Finding history in the trash
In this exhibition, Ali Arkady transcends the boundaries between artistic mediums, combining video and photography with unexpected and mixed techniques. The scenography opens a way through these mediums. This path connects the different artistic practices that define Ali Arkady's work, always in this dynamic of superimposition. It’s also a path through time, it guides us chronologically through the memories and emotions of Ali Arkady. It’s an aesthetic path that makes space composed as a narrative.
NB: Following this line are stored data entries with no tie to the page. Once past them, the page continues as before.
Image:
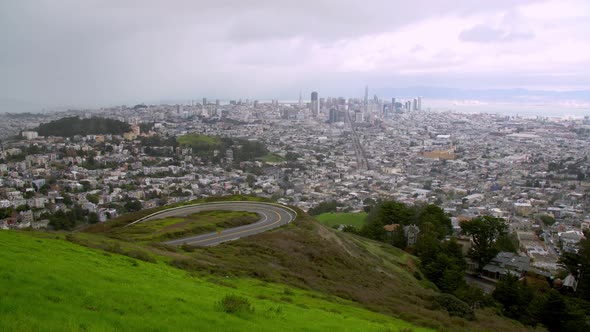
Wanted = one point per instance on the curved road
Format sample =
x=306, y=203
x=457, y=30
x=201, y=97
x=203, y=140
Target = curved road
x=271, y=216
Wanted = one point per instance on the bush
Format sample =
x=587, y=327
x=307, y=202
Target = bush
x=235, y=304
x=141, y=255
x=454, y=306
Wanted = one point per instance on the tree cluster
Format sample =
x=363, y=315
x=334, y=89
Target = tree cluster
x=72, y=126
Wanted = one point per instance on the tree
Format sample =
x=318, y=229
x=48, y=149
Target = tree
x=250, y=179
x=514, y=296
x=484, y=231
x=92, y=198
x=291, y=156
x=547, y=219
x=93, y=218
x=133, y=205
x=579, y=266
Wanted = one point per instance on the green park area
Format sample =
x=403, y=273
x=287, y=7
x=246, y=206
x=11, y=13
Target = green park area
x=331, y=219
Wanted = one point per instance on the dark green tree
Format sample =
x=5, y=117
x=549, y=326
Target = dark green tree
x=484, y=231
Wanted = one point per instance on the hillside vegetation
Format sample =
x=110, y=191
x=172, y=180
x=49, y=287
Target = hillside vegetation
x=302, y=276
x=313, y=257
x=356, y=219
x=68, y=127
x=49, y=284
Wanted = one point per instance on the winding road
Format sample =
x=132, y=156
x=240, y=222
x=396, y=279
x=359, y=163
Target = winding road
x=271, y=216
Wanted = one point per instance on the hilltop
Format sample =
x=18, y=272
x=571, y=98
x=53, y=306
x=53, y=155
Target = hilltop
x=72, y=126
x=300, y=276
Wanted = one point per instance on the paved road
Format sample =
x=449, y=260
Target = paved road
x=271, y=216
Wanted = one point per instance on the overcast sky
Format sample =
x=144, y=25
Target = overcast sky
x=93, y=53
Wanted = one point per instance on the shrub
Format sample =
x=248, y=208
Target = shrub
x=454, y=306
x=235, y=304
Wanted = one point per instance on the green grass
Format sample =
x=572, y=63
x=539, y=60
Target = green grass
x=272, y=158
x=127, y=218
x=53, y=285
x=331, y=219
x=198, y=140
x=178, y=227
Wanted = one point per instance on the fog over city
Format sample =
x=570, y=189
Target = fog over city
x=95, y=53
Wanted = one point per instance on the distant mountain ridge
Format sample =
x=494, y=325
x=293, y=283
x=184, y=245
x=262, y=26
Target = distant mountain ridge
x=68, y=127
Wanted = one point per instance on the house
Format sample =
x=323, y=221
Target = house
x=506, y=263
x=411, y=232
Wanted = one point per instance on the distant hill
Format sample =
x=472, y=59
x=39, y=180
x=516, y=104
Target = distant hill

A few months ago, Ali Arkady discovered some monoliths stones, about a hundred years old, that the Beaux-Arts were planning to throw away. He was overwhelmed by these stones, the ages they had passed, the importance of their stories, all the culture and tradition they symbolize. At the group exhibition of the Mesiti workshop to which he is attached, he exposed the stones for the first time and showed his videos, having overlaid the stones and spread them throughout the gallery. After this first stage of deconstructing the classical use of a stone, he combines this discovery with another one: lithography. Invented by Aloys Senefelder, from 1796, in Germany, but definitively developed in the first years of the 19th century, lithography (from the Greek lithos, "stone" and graphein, "to write") is a printing technique that allows the creation and reproduction in multiple copies of a line executed with ink or pencil on a limestone. This technique reminds Ali Arkady of the printing of old newspapers and links his works to his background as a journalist.